Vous vous êtes constitué conseil des familles de victimes. Qu’est-ce que cela signifie concrètement ?
Les autorités chargées de l’enquête ont été informées de ma constitution et celle de mon confrère Me Didier Jaubert, avocat à Paris, pour assurer la défense de 4 des 5 victimes. Nous attendions l’identification des dépouilles pour formaliser notre constitution et nous impliquer activement dans les enquêtes en cours. Concrètement, cela signifie que, sous réserve de l’obligation absolue du secret de l’enquête, nous allons fournir tous les éléments portés à notre connaissance qui nous semblent utiles pour la manifestation de la vérité et de nature à établir toutes les responsabilités sur ce drame.
Quelles sont les difficultés que vous redoutez le plus dans ce genre de drame où les familles de victimes sont généralement au pays et donc très éloignées de la scène du drame ?

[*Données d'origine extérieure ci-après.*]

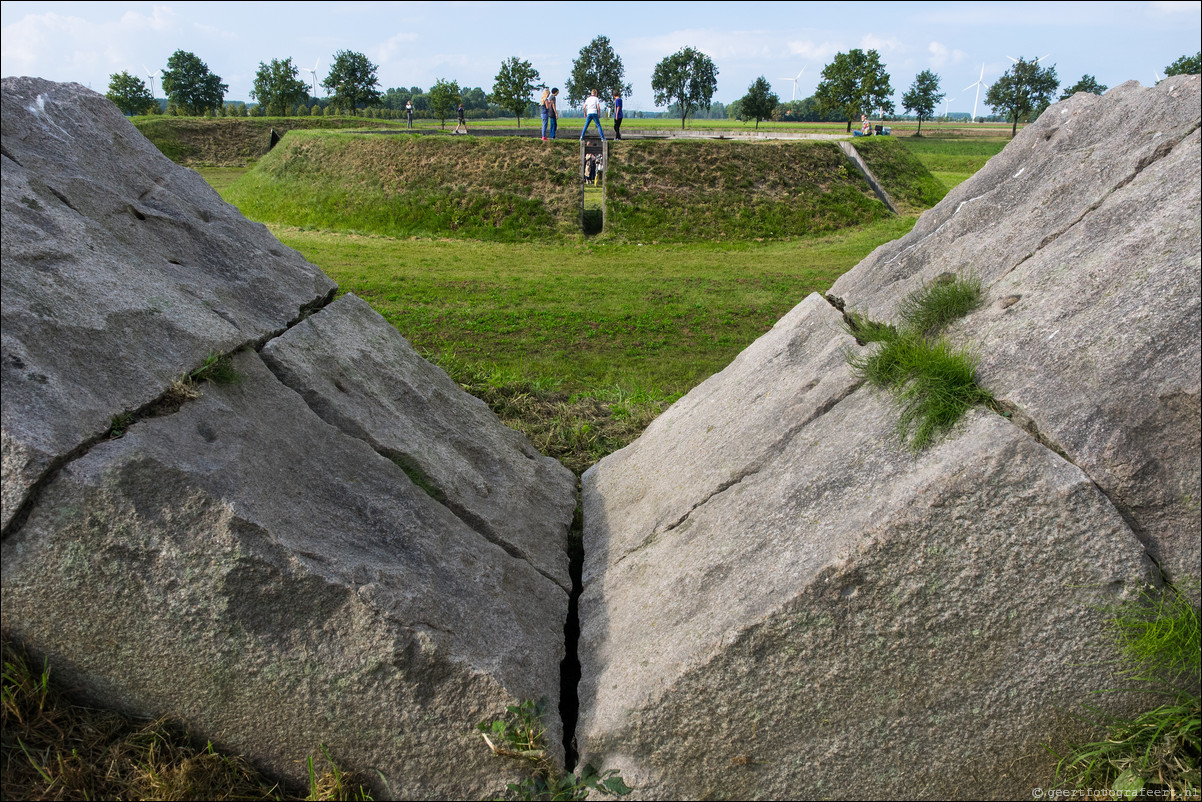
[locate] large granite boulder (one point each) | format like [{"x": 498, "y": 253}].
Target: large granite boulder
[
  {"x": 1086, "y": 233},
  {"x": 781, "y": 600},
  {"x": 254, "y": 558},
  {"x": 122, "y": 271}
]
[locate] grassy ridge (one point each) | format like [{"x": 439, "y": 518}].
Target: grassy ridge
[
  {"x": 483, "y": 188},
  {"x": 902, "y": 173},
  {"x": 684, "y": 190},
  {"x": 954, "y": 159},
  {"x": 582, "y": 345},
  {"x": 230, "y": 142}
]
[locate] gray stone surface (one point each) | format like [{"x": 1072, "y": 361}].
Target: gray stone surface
[
  {"x": 122, "y": 271},
  {"x": 851, "y": 621},
  {"x": 275, "y": 584},
  {"x": 1086, "y": 232},
  {"x": 783, "y": 601},
  {"x": 271, "y": 580},
  {"x": 359, "y": 374}
]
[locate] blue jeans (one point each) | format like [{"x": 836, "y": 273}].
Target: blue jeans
[{"x": 593, "y": 118}]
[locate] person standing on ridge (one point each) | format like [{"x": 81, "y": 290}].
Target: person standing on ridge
[
  {"x": 543, "y": 111},
  {"x": 552, "y": 112},
  {"x": 593, "y": 108}
]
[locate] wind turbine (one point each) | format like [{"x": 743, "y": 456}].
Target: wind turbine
[
  {"x": 979, "y": 84},
  {"x": 150, "y": 75},
  {"x": 1036, "y": 60},
  {"x": 314, "y": 73},
  {"x": 795, "y": 81}
]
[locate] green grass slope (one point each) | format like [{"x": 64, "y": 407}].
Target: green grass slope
[
  {"x": 504, "y": 189},
  {"x": 228, "y": 142},
  {"x": 900, "y": 172},
  {"x": 689, "y": 190}
]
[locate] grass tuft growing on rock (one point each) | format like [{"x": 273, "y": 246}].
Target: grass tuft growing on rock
[
  {"x": 1156, "y": 753},
  {"x": 57, "y": 749},
  {"x": 934, "y": 382}
]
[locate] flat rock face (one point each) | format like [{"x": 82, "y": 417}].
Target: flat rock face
[
  {"x": 277, "y": 584},
  {"x": 359, "y": 374},
  {"x": 801, "y": 601},
  {"x": 1086, "y": 233},
  {"x": 122, "y": 271},
  {"x": 256, "y": 560}
]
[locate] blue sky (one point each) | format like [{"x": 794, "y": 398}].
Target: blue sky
[{"x": 415, "y": 43}]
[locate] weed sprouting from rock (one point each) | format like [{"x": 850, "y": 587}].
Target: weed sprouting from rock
[
  {"x": 522, "y": 735},
  {"x": 933, "y": 381},
  {"x": 1156, "y": 752}
]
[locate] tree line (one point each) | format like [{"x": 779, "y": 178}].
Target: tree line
[{"x": 854, "y": 84}]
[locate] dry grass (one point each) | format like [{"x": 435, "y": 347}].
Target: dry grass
[{"x": 57, "y": 749}]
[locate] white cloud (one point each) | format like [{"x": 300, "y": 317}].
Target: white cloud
[
  {"x": 940, "y": 55},
  {"x": 1177, "y": 7},
  {"x": 813, "y": 52},
  {"x": 882, "y": 46}
]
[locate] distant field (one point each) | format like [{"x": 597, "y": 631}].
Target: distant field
[{"x": 953, "y": 160}]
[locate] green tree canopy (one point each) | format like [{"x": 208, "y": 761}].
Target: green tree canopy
[
  {"x": 760, "y": 101},
  {"x": 1186, "y": 65},
  {"x": 129, "y": 94},
  {"x": 596, "y": 67},
  {"x": 1087, "y": 83},
  {"x": 278, "y": 88},
  {"x": 352, "y": 82},
  {"x": 688, "y": 78},
  {"x": 923, "y": 96},
  {"x": 442, "y": 97},
  {"x": 855, "y": 83},
  {"x": 1023, "y": 91},
  {"x": 513, "y": 85},
  {"x": 190, "y": 85}
]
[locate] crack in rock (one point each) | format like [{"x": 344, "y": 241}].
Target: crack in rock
[
  {"x": 771, "y": 453},
  {"x": 168, "y": 402}
]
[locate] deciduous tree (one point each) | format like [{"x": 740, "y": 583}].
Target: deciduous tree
[
  {"x": 688, "y": 78},
  {"x": 352, "y": 81},
  {"x": 1087, "y": 83},
  {"x": 1186, "y": 65},
  {"x": 923, "y": 96},
  {"x": 129, "y": 94},
  {"x": 760, "y": 101},
  {"x": 278, "y": 88},
  {"x": 190, "y": 85},
  {"x": 513, "y": 87},
  {"x": 1023, "y": 91},
  {"x": 596, "y": 67},
  {"x": 442, "y": 97},
  {"x": 855, "y": 83}
]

Dieu merci, dans ce dossier, ma communauté a une nouvelle fois fait preuve d’une grande dignité et responsabilité et c’est sans doute pour ces raisons que les autorités municipales de Bressuire, les représentants de l’État et les autorités judiciaires en place ont beaucoup contribué pour le dénouement rapide de certaines démarches administratives en France et consulaires de l’ambassade de France auprès de l’Union des Comores. Des familles ont obtenu leurs visas et vont pouvoir venir en France pour assister aux opérations d’identification de la dernière dépouille et à ses obsèques dans les prochains jours. Aujourd’hui, en présence d’une foule nombreuse composée des membres de la communauté comorienne, venant des 4 coins de France et des habitants de Bressuire, j’ai assisté personnellement à l’enterrement de deux victimes, à savoir une femme et son enfant de 5 ans, deux autres victimes déjà identifiées seront rapatriées et enterrées aux Comores. La marche blanche qui avait été organisée par la ville de Bressuire, mobilisant les élus locaux, des parlementaires, est la preuve à la fois de l’intégration de la communauté comorienne dans cette ville et la mobilisation de tous les habitants, notamment des commerçants qui avaient le samedi, jour de la marche, baissé les rideaux de leurs commerces en signe de solidarité. Cette affection a beaucoup marqué les esprits. Je tiens, une nouvelle fois, au nom de mes clients et de ma communauté, à exprimer formellement notre gratitude.